Prior to the workshop, an input document (Kissling & Lumbierres 2023) on EBV workflows with information about EuropaBON and EBV workflows was provided as an input material, together with the list of EBVs (openly accessible from GitHub) as identified by EuropaBON through an extensive stakeholder involvement over the last 2 years (Junker et al. 2023).

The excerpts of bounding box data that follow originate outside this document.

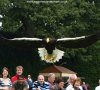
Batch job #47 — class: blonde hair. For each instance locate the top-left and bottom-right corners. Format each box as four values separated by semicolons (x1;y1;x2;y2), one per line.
16;66;24;70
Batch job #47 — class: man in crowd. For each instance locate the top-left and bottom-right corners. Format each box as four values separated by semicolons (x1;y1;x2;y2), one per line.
95;79;100;90
66;75;77;90
48;73;55;90
11;66;25;83
12;75;28;90
32;75;50;90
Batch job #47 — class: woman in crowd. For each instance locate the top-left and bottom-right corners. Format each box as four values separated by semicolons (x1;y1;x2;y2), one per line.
52;78;64;90
74;78;83;90
0;67;12;90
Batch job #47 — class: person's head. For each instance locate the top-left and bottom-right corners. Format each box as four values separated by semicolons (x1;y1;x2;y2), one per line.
68;74;77;84
48;73;55;83
27;74;31;78
17;75;25;84
38;75;44;84
56;78;64;89
16;66;23;75
98;79;100;85
2;67;9;78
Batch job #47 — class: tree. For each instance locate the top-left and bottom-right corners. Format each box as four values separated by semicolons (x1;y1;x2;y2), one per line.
0;0;100;89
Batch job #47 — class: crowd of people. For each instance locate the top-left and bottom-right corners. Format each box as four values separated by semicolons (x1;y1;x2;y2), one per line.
0;66;100;90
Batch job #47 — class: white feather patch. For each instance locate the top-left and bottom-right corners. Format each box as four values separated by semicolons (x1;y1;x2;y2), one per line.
38;48;64;63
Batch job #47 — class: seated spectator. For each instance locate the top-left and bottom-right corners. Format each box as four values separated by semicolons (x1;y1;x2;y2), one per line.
27;75;33;90
32;75;50;90
65;75;77;90
51;78;64;90
73;78;83;90
12;75;28;90
0;67;12;90
48;73;55;90
95;79;100;90
11;66;26;83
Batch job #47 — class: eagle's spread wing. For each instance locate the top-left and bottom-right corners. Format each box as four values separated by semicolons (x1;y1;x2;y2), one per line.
57;33;100;48
0;37;42;48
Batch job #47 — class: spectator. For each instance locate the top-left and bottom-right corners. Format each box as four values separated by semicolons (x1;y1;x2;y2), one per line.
12;75;28;90
65;75;77;90
95;79;100;90
27;75;33;90
32;75;50;90
48;73;55;90
11;66;25;83
51;78;64;90
0;67;12;90
73;78;83;90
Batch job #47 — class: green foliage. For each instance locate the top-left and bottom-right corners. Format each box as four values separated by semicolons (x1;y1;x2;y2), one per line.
0;0;100;89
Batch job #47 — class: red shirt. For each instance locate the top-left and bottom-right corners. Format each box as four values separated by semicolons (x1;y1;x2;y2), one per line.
11;74;26;83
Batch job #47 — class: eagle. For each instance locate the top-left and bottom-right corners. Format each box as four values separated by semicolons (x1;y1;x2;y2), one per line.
0;33;100;63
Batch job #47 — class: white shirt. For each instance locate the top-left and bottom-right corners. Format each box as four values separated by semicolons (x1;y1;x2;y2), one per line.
65;84;74;90
95;85;100;90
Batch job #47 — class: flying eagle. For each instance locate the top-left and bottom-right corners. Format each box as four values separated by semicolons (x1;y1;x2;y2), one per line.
0;33;100;63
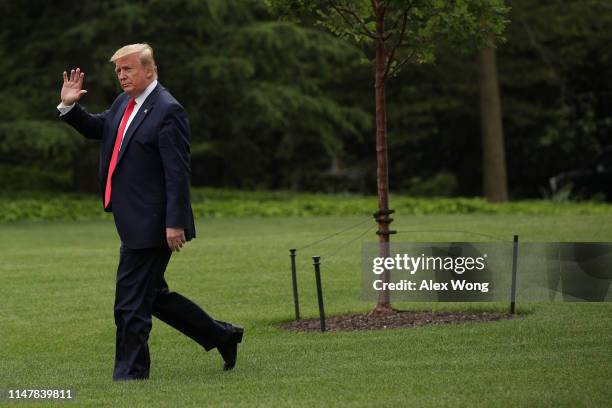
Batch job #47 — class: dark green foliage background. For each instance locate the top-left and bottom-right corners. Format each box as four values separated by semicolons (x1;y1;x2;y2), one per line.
0;0;612;198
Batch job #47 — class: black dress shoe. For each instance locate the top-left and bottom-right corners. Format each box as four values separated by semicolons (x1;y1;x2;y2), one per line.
217;325;244;371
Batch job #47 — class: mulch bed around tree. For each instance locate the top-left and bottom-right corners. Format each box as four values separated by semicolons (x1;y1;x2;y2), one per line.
281;311;514;331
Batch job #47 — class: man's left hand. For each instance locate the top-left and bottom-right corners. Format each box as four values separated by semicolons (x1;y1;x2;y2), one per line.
166;228;187;252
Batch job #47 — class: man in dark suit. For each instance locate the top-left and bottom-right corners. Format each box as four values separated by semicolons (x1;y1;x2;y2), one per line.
57;44;243;380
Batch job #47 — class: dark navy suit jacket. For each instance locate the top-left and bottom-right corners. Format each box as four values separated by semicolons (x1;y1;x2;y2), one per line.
61;84;195;249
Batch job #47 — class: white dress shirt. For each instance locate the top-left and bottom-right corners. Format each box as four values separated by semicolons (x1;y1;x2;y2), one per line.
57;79;157;148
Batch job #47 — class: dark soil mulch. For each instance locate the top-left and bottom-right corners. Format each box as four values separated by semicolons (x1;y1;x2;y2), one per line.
281;311;513;331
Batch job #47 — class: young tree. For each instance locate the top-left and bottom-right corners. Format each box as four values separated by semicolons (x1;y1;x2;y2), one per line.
478;48;508;202
266;0;508;314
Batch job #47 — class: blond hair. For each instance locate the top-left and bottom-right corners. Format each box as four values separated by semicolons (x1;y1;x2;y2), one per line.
110;43;157;79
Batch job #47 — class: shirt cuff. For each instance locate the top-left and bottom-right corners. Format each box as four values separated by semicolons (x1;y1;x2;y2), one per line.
57;102;75;116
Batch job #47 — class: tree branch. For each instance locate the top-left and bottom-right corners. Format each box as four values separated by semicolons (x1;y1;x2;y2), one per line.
389;51;416;77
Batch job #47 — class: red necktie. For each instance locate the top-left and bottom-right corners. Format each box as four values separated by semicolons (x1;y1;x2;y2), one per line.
104;98;136;208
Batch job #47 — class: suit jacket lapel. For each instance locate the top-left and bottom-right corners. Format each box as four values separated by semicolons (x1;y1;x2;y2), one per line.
117;84;160;165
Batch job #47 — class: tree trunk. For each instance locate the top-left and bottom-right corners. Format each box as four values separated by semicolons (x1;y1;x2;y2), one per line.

On day 1, an introductory presentation on EBV workflows was given before all participants split up into three break-out groups with focus on terrestrial, marine, and freshwater ecosystems. In the break-out sessions, the participants worked in about 70 Google sheets to fill information on workflow components for EBVs. The primary focus was on current initiatives and emerging tools, projects that can provide information on data collection and sampling, data integration and modelling of EBVs. All of these expertise were very well represented by the workshop participants:
During day 2, the participants continued to fill in the Google sheets, this time with further emphasis on the future needs of EBV workflows. Not only focusing on the needs for data collection and sampling, data integration and modelling, but also on interoperability aspects and needs for IT infrastructure.
The 3rd and last day of the workshop synthesised information for EBV workflows around different monitoring techniques. First, an online survey was conducted to identify which monitoring techniques are of central importance for generating specific EBVs at a European scale. Six different types of monitoring techniques were distinguished and subsequently used in six break-out sessions: structured in-situ monitoring programs, citizen science observations, genetics (e.g. AFLP/microsatellite, SNPs, and metabarcoding eDNA), digital sensors (e.g. cameras, acoustic devices, GPS tags), satellite remote sensing, and aerial remote sensing (e.g. drones, airplane surveys and weather radar). This expertise was very well represented by the workshop participants:
In the break-out sessions of day 3, the overarching needs for implementing EBV workflows at a European scale where then collected from the workshop participants using Miro boards. The Miro boards were heavily used, and within just one hour, a lot of detailed information for EBV workflows in the context of a specific monitoring technique could be collected:
‘We were absolutely amazed by the massive interest in this workshop and by the huge commitment and fantastic contributions of the workshop participants’, says W. Daniel Kissling, EuropaBON lead of WP4. In a short time and with a lot of expert knowledge, the workshop made huge progress in describing and specifying EBV workflows and in defining the future needs for their implementation and operationalisation. ‘This was a great example for the co-design process and stakeholder involvement that EuropaBON is built on, and a crucial step for developing a European Biodiversity Observation Network that integrates data streams to support policy’, concludes Kissling.